- DATE 2021 became a virtual conference due to the worldwide COVID-19 pandemic (click here for more details)
Taking into consideration the continued erratic development of the worldwide COVID-19 pandemic and the accompanying restrictions of worldwide travelling as well as the safety and health of the DATE community, the Organizing Committees decided to host DATE 2021 as a virtual conference in early February 2021. Unfortunately, the current situation does not allow a face-to-face conference in Grenoble, France.
The Organizing Committees are working intensively to create a virtual conference that gives as much of a real conference atmosphere as possible.
IP5_5 Interactive Presentations
Date: Wednesday, 03 February 2021
Time: 10:30 - 11:00
Interactive Presentations run simultaneously during a 30-minute slot. Additionally, each IP paper is briefly introduced in a one-minute presentation in a corresponding regular session
|IP5_5.1||RUNTIME FAULT INJECTION DETECTION FOR FPGA-BASED DNN EXECUTION USING SIAMESE PATH VERIFICATION
Xianglong Feng, Rutgers University, US
Xianglong Feng, Mengmei Ye, Ke Xia and Sheng Wei, Rutgers University, US
Deep neural networks (DNNs) have been deployed on FPGAs to achieve improved performance, power efficiency, and design flexibility.
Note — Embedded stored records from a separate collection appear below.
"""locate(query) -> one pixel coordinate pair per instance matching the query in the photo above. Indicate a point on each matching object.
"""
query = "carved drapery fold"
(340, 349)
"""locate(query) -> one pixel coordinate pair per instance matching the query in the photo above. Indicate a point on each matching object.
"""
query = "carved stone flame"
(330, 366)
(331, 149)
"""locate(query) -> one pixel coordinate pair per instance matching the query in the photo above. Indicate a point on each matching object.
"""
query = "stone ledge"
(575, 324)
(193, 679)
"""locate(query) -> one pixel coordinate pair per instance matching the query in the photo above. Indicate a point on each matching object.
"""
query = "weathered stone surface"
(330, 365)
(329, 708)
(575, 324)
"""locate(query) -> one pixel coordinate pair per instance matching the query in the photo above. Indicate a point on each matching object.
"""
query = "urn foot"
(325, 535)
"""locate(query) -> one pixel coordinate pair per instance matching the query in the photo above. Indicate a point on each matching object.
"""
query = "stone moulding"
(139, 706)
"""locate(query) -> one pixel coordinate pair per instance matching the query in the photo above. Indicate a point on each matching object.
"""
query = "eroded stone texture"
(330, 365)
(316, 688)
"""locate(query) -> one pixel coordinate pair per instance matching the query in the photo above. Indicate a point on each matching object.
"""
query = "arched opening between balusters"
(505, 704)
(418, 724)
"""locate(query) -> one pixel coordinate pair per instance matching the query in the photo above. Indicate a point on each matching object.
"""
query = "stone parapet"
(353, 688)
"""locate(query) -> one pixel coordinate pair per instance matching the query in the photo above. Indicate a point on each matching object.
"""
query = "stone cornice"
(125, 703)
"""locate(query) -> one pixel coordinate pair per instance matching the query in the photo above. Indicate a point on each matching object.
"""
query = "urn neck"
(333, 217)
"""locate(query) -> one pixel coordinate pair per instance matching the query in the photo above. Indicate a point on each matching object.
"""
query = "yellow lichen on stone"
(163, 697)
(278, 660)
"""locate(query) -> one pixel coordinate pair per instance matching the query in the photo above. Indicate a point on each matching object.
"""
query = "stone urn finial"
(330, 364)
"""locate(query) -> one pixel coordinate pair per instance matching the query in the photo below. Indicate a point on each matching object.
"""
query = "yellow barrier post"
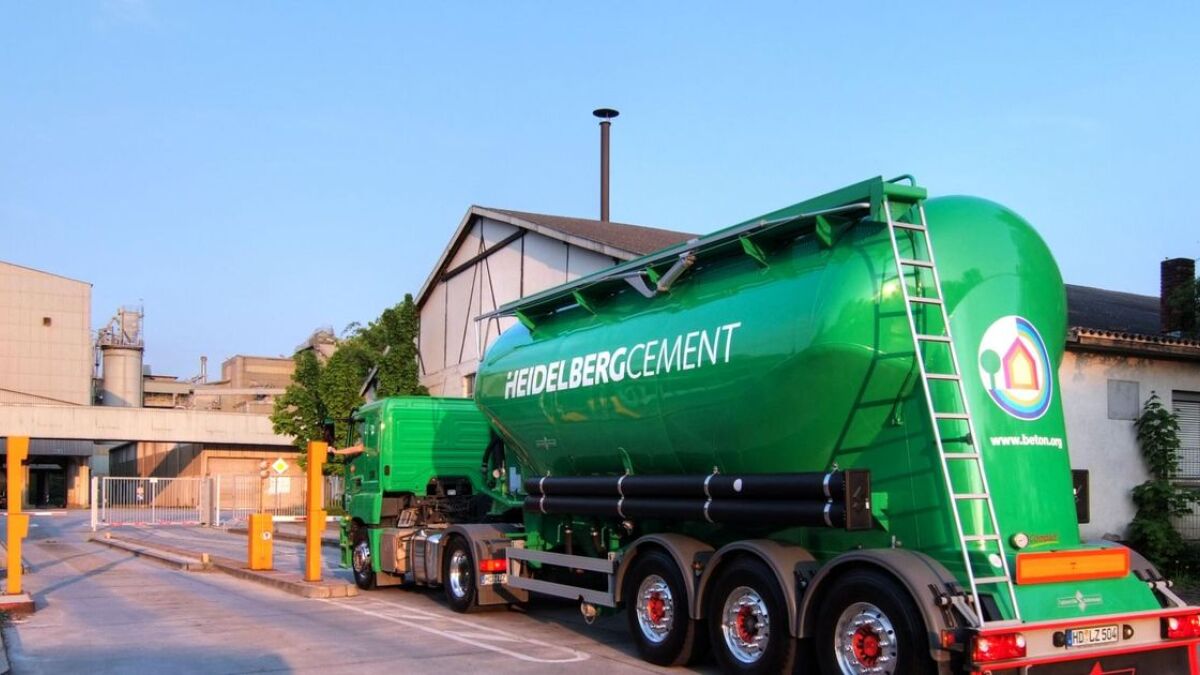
(262, 545)
(18, 521)
(315, 500)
However, the FPGA-based DNNs are vulnerable to fault injection attacks that aim to compromise the original functionality. The existing defense methods either duplicate the models and check the consistency of the results at runtime, or strengthen the robustness of the models by adding additional neurons. However, these existing methods could introduce huge overhead or require retraining the models. In this paper, we develop a runtime verification method, namely Siamese path verification (SPV), to detect fault injection attacks for FPGA-based DNN execution. By leveraging the computing features of the DNN and designing the weight parameters, SPV adds neurons to check the integrity of the model without impacting the original functionality and, therefore, model retraining is not required. We evaluate the proposed SPV approach on Xilinx Virtex-7 FPGA using the MNIST dataset. The evaluation results show that SPV achieves the security goal with low overhead.
|IP5_5.2||TRULOOK: A FRAMEWORK FOR CONFIGURABLE GPU APPROXIMATION
Mohsen Imani, University of California Irvine, US
Ricardo Garcia1, Fatemeh Asgarinejad1, Behnam Khaleghi1, Tajana Rosing1 and Mohsen Imani2
1University of California San Diego, US; 2University of California Irvine, US
In this paper, we propose TruLook, a framework that employs approximate computing techniques for GPU acceleration through computation reuse as well as approximate arithmetic operations to eliminate redundant and unnecessary exact computations. To enable computational reuse, GPU is enhanced with small lookup tables which are placed close to the stream cores that return already computed values for exact and potential inexact matches. Inexact matching is subject to a threshold that is controlled by the number of mantissa bits involved in the search. Approximate arithmetic is provided by a configurable approximate multiplier that dynamically detects and approximates operations which are not significantly affected by approximation. TruLook guarantees the accuracy bound required for an application by configuring the hardware at runtime. We have evaluated TruLook efficiency on a wide range of multimedia and deep learning applications. Our evaluation shows that with 0% and less than 1% quality loss budget, TruLook yields on average 2.1× and 5.6× energy-delay product improvement over four popular networks on ImageNet dataset.